Human Rights

Mom of baby with Down syndrome: They said I could abort up until she was in the birth canal

Down syndrome, disabilities

Mothers have spoken out about the immense pressure they faced to have abortions in a series of interviews with the BBC. The stories bring even more attention to the United Kingdom’s controversial abortion laws, which permit abortion at any time in pregnancy if the child is diagnosed with a disability.

“We were offered 15 terminations”

Emma Mellor and her husband Steve already had a child when they got pregnant for the second time, when Mellor was 24 years old. At 20 weeks pregnant, doctors discovered fluid on her daughter’s brain, and from then on, the pressure to have an abortion was constant. Their son, Logan, had a hole in his heart, and was on the waiting list to receive surgery. Mellor said the idea of administering an injection to stop her daughter’s heart, while they raced to fix their son’s, was unimaginable.

“In all honesty we were offered 15 terminations, even though we made it really clear that it wasn’t an option for us, but they really seemed to push and really seemed to want us to terminate,” she said, adding, “From that moment on, they recommended we should terminate and told us to think about the effect on our son and his quality of life.”

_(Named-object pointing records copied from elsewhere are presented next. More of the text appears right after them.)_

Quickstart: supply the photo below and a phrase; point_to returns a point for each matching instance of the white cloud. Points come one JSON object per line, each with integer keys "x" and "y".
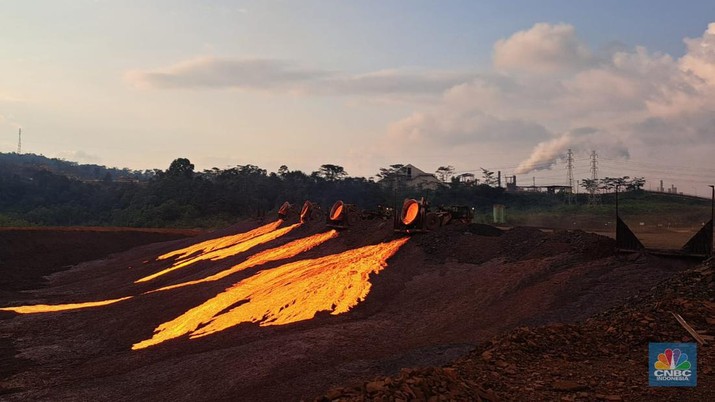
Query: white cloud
{"x": 213, "y": 72}
{"x": 282, "y": 76}
{"x": 630, "y": 98}
{"x": 79, "y": 156}
{"x": 544, "y": 48}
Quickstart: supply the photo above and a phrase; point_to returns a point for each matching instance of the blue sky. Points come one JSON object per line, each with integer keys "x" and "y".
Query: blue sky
{"x": 500, "y": 85}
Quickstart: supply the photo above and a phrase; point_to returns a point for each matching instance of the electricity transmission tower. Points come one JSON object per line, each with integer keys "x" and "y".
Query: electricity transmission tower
{"x": 593, "y": 191}
{"x": 569, "y": 166}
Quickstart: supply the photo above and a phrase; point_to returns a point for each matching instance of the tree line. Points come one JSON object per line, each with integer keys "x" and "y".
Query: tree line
{"x": 40, "y": 191}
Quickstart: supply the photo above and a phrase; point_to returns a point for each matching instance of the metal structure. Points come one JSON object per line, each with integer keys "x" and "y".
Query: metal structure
{"x": 593, "y": 191}
{"x": 307, "y": 211}
{"x": 699, "y": 246}
{"x": 343, "y": 215}
{"x": 569, "y": 167}
{"x": 417, "y": 216}
{"x": 284, "y": 210}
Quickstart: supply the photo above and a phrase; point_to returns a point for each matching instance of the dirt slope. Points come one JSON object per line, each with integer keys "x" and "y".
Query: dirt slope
{"x": 440, "y": 295}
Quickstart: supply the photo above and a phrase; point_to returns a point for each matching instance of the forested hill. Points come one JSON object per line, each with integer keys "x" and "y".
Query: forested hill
{"x": 35, "y": 190}
{"x": 25, "y": 165}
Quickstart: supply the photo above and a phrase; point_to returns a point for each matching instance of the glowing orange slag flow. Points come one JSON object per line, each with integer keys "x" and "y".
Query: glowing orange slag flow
{"x": 221, "y": 242}
{"x": 411, "y": 214}
{"x": 292, "y": 292}
{"x": 279, "y": 253}
{"x": 223, "y": 252}
{"x": 48, "y": 308}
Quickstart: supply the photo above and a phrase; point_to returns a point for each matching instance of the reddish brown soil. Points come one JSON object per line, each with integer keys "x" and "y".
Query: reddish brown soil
{"x": 443, "y": 293}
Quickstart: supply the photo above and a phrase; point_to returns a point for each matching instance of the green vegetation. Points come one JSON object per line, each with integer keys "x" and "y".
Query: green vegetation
{"x": 35, "y": 190}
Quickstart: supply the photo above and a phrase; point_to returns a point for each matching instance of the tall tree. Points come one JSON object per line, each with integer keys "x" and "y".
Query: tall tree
{"x": 181, "y": 167}
{"x": 331, "y": 172}
{"x": 488, "y": 177}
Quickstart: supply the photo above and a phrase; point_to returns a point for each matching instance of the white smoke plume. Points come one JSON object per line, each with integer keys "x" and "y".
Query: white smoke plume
{"x": 581, "y": 140}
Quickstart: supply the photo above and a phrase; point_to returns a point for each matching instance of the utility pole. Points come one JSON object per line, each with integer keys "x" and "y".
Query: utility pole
{"x": 569, "y": 166}
{"x": 593, "y": 191}
{"x": 712, "y": 218}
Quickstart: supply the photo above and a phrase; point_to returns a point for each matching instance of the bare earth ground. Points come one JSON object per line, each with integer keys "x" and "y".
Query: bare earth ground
{"x": 442, "y": 295}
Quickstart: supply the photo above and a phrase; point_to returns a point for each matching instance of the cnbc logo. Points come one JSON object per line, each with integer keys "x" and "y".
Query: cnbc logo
{"x": 672, "y": 364}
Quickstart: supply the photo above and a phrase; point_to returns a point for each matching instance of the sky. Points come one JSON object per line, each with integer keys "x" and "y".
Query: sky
{"x": 507, "y": 86}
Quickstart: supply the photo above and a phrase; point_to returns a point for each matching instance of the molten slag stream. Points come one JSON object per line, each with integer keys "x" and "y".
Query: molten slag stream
{"x": 292, "y": 292}
{"x": 48, "y": 308}
{"x": 288, "y": 250}
{"x": 223, "y": 252}
{"x": 221, "y": 242}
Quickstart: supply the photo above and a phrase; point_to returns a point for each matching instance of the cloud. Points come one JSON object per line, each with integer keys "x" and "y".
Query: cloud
{"x": 282, "y": 76}
{"x": 79, "y": 156}
{"x": 610, "y": 103}
{"x": 581, "y": 140}
{"x": 544, "y": 48}
{"x": 462, "y": 127}
{"x": 213, "y": 72}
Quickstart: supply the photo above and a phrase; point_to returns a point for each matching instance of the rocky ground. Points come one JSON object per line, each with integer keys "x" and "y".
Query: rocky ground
{"x": 603, "y": 358}
{"x": 467, "y": 312}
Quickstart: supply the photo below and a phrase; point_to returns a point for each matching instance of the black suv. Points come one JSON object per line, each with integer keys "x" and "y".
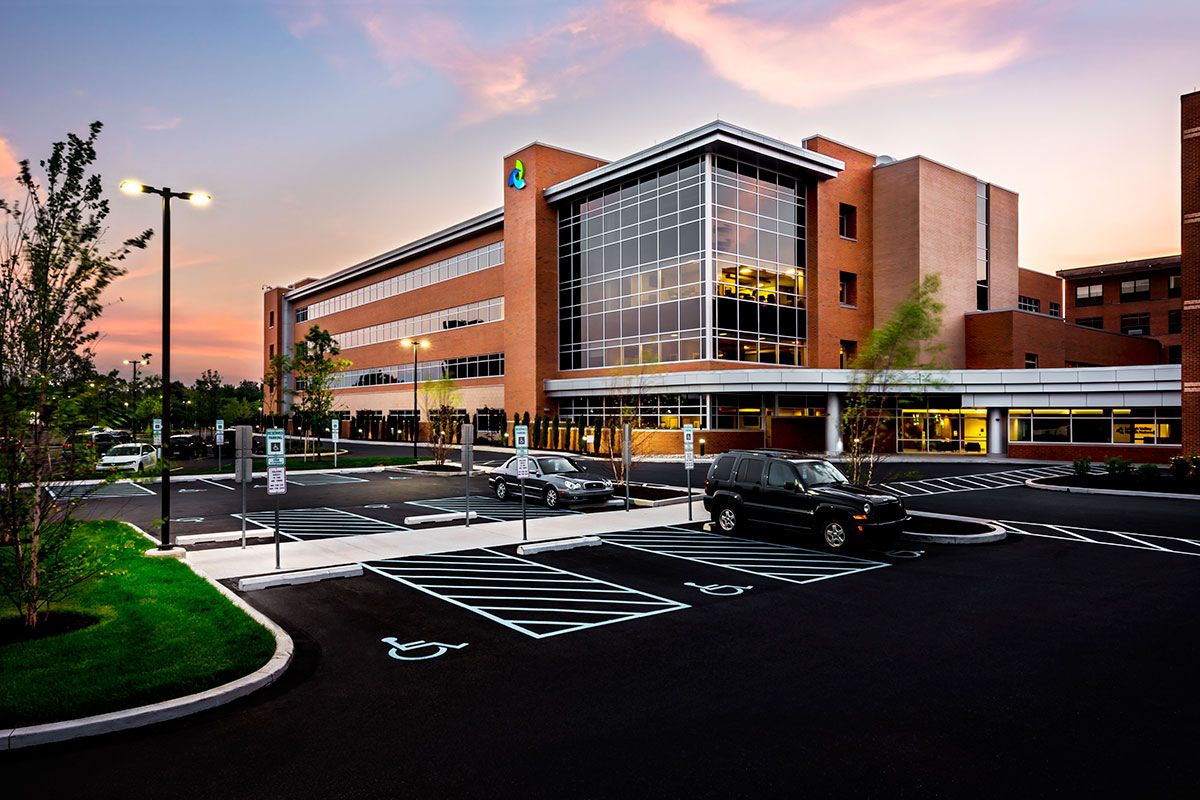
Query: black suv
{"x": 774, "y": 487}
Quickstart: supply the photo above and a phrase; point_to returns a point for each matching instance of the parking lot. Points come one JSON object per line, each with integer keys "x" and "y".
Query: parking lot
{"x": 678, "y": 661}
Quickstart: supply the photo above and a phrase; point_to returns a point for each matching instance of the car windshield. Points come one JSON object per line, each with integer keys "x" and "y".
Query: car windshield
{"x": 819, "y": 473}
{"x": 557, "y": 465}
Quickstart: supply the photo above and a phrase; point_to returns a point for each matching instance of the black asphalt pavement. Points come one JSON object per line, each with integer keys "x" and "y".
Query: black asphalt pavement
{"x": 675, "y": 662}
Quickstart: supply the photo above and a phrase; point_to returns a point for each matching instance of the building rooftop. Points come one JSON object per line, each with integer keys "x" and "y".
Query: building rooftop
{"x": 1122, "y": 268}
{"x": 693, "y": 140}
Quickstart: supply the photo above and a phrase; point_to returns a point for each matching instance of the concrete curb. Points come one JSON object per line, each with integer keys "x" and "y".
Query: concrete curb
{"x": 222, "y": 536}
{"x": 1121, "y": 493}
{"x": 171, "y": 709}
{"x": 994, "y": 534}
{"x": 298, "y": 577}
{"x": 450, "y": 516}
{"x": 559, "y": 545}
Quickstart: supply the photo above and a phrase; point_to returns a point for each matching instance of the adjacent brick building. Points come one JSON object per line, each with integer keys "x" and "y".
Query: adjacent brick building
{"x": 720, "y": 278}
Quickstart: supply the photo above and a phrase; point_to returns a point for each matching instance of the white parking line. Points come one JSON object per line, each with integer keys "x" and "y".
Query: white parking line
{"x": 763, "y": 559}
{"x": 1176, "y": 545}
{"x": 508, "y": 587}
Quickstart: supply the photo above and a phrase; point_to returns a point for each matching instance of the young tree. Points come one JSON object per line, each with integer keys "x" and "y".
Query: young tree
{"x": 316, "y": 362}
{"x": 441, "y": 397}
{"x": 53, "y": 274}
{"x": 889, "y": 358}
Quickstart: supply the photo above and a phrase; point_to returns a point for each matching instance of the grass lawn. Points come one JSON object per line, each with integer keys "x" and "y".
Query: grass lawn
{"x": 163, "y": 632}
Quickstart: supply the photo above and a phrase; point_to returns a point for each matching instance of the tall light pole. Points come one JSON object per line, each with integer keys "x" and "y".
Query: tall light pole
{"x": 135, "y": 362}
{"x": 196, "y": 198}
{"x": 418, "y": 346}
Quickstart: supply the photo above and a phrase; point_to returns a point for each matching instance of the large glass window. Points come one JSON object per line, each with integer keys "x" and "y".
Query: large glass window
{"x": 630, "y": 271}
{"x": 449, "y": 268}
{"x": 669, "y": 411}
{"x": 759, "y": 311}
{"x": 472, "y": 366}
{"x": 1122, "y": 426}
{"x": 472, "y": 313}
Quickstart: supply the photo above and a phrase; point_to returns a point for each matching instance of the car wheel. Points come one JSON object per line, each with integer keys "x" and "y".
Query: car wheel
{"x": 835, "y": 534}
{"x": 727, "y": 518}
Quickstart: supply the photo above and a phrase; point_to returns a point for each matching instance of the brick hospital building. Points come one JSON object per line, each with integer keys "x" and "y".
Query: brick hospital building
{"x": 727, "y": 280}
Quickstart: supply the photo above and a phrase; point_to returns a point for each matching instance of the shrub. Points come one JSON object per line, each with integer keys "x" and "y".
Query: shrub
{"x": 1116, "y": 465}
{"x": 1147, "y": 471}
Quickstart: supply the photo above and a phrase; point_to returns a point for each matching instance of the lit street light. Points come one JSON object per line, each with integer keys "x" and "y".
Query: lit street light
{"x": 196, "y": 198}
{"x": 418, "y": 346}
{"x": 136, "y": 362}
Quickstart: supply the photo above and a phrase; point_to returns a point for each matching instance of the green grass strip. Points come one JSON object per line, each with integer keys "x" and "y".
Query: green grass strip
{"x": 165, "y": 632}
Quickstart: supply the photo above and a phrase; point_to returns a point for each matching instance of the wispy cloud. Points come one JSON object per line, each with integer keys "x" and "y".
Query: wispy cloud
{"x": 168, "y": 124}
{"x": 803, "y": 59}
{"x": 787, "y": 53}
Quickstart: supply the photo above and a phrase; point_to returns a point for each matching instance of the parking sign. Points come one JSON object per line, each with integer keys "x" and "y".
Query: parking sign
{"x": 275, "y": 447}
{"x": 276, "y": 480}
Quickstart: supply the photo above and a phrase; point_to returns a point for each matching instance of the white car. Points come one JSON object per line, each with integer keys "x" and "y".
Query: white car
{"x": 132, "y": 458}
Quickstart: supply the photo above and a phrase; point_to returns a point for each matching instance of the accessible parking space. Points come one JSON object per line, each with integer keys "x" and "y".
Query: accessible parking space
{"x": 303, "y": 524}
{"x": 119, "y": 489}
{"x": 749, "y": 555}
{"x": 523, "y": 595}
{"x": 489, "y": 507}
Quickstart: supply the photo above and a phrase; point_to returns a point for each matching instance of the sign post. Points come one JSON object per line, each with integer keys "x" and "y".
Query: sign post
{"x": 220, "y": 440}
{"x": 335, "y": 431}
{"x": 244, "y": 468}
{"x": 276, "y": 477}
{"x": 689, "y": 461}
{"x": 467, "y": 437}
{"x": 627, "y": 435}
{"x": 521, "y": 438}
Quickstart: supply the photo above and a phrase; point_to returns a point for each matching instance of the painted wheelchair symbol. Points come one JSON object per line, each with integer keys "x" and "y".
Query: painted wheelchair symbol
{"x": 438, "y": 649}
{"x": 719, "y": 589}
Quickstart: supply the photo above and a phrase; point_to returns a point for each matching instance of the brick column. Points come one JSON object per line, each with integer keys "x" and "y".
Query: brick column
{"x": 1189, "y": 120}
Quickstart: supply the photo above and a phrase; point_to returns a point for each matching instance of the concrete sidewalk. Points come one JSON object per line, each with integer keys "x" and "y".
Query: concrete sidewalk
{"x": 259, "y": 559}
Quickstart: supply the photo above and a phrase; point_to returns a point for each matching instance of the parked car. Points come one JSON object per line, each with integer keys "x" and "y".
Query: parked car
{"x": 765, "y": 486}
{"x": 129, "y": 457}
{"x": 185, "y": 445}
{"x": 555, "y": 480}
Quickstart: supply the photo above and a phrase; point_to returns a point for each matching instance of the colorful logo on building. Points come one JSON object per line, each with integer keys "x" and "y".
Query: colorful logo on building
{"x": 516, "y": 178}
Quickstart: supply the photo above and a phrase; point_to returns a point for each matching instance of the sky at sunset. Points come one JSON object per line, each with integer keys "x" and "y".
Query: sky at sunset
{"x": 329, "y": 132}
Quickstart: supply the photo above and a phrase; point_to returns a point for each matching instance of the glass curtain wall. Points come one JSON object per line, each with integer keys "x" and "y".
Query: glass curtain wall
{"x": 630, "y": 280}
{"x": 759, "y": 247}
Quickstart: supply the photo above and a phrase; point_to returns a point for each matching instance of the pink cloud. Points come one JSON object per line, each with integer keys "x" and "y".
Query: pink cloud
{"x": 803, "y": 60}
{"x": 9, "y": 169}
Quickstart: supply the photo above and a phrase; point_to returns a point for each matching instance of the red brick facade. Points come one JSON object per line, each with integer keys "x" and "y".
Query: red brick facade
{"x": 1191, "y": 269}
{"x": 1137, "y": 453}
{"x": 1002, "y": 340}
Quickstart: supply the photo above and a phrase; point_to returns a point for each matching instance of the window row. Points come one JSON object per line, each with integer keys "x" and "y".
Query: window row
{"x": 450, "y": 268}
{"x": 473, "y": 313}
{"x": 684, "y": 346}
{"x": 646, "y": 185}
{"x": 472, "y": 366}
{"x": 643, "y": 320}
{"x": 784, "y": 287}
{"x": 1121, "y": 426}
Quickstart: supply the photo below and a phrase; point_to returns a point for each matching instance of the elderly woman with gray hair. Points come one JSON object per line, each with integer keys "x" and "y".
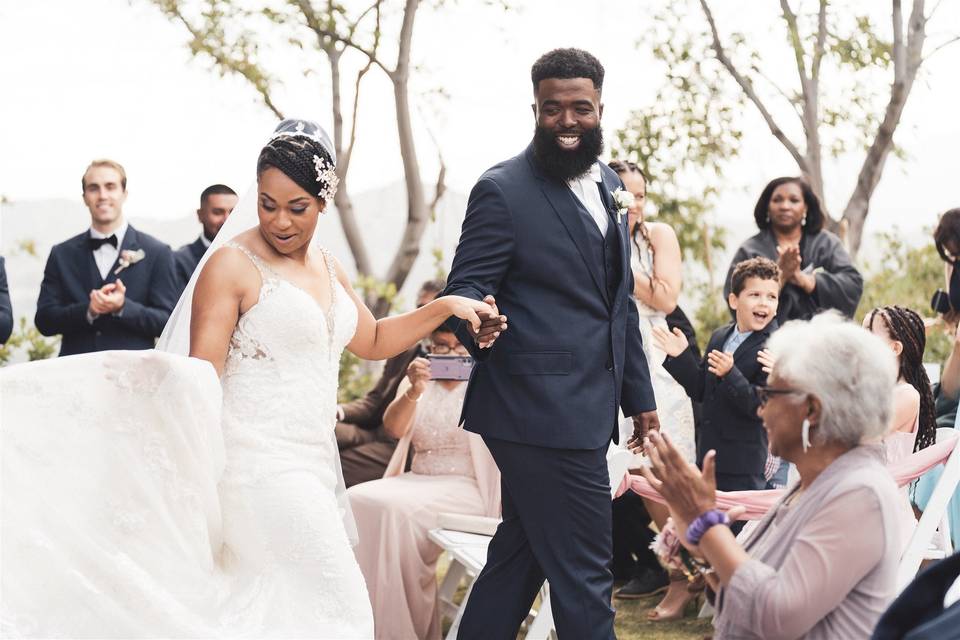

By 32 weeks, Mellor’s daughter had been diagnosed with Down syndrome, and doctors told her an abortion could be committed up until birth. “At 38 weeks, the doctors made it really, really, really clear that if I changed my mind on the morning of the induction to let them know, because it wasn’t too late,” she said. “I was told that until my baby had started travelling down the birth canal, I could still terminate.”

Today, Mellor’s daughter, Jaimie, is healthy and happy. She and big brother Logan are best friends, proving that a sibling with Down syndrome does not diminish someone’s quality of life.

READ: Mom pressured to abort baby with Down syndrome: My daughter was ‘completely dehumanized’

No support unless you abort

Lorraine Buckmaster was advised to undergo prenatal screening because of her age, and a blood test indicated that her son, Jaxon, might have Down syndrome. “I was 45 at the time and knew there would be a higher chance, but it didn’t matter to me,” she said. “The midwife said we would get longer to see Jaxon on the screen so we went along with it.” The midwife, after learning of the increased risk of Down syndrome, recommended an amniocentesis. Buckmaster refused, and the midwife was furious.

“I said no, we wouldn’t be interested, partly because we had lost a baby the previous year,” she said. “She was very aggressive and said ‘women like you make me sick. Why bother having a screening at all if you’re not going to do anything about it?'” Prenatal screenings can and should be used as pro-life tools to improve health care outcomes and prepare for the safest birth possible for a potentially medically fragile child. But too often, as Buckmaster’s midwife demonstrated, testing is used instead as a way to weed out those deemed as “unwanted” or “undesirable” through abortion.

A midwife called Buckmaster later, apologizing for delivering “really bad news,” which was that Jaxon had a 1 in 5 chance of having Down syndrome. Buckmaster, along with her husband Mark, refused all further testing. “The support was only there if I chose to have an abortion, and that was what they presumed, but they weren’t interested when I said I wanted to keep Jaxon,” she said.

Jaxon’s Down syndrome diagnosis was confirmed at birth, and he is now a much-beloved member of the Buckmaster family. “It takes him longer to reach milestones, but we celebrate them so much more because they are such an achievement for him,” Buckmaster said.

Deadly discrimination

People with disabilities, including Down syndrome self-advocates, have been campaigning to have the United Kingdom’s discriminatory abortion law overturned. “The current law is unfair. It makes me feel like I shouldn’t exist, and that I’d be better off dead in the eyes of the law,” Heidi Crowter, a young woman with Down syndrome, recently said. “The policy basically says that it’s normal for a baby with Down’s syndrome to be terminated right up until birth. The reason why this is important to me is because I have Down’s syndrome, I know what it is to have it, and my husband has it.”

A judicial review to change the discriminatory law has been approved and will soon be heard by the High Court, where the government will hopefully realize that all people — including people with disabilities — have the right to life.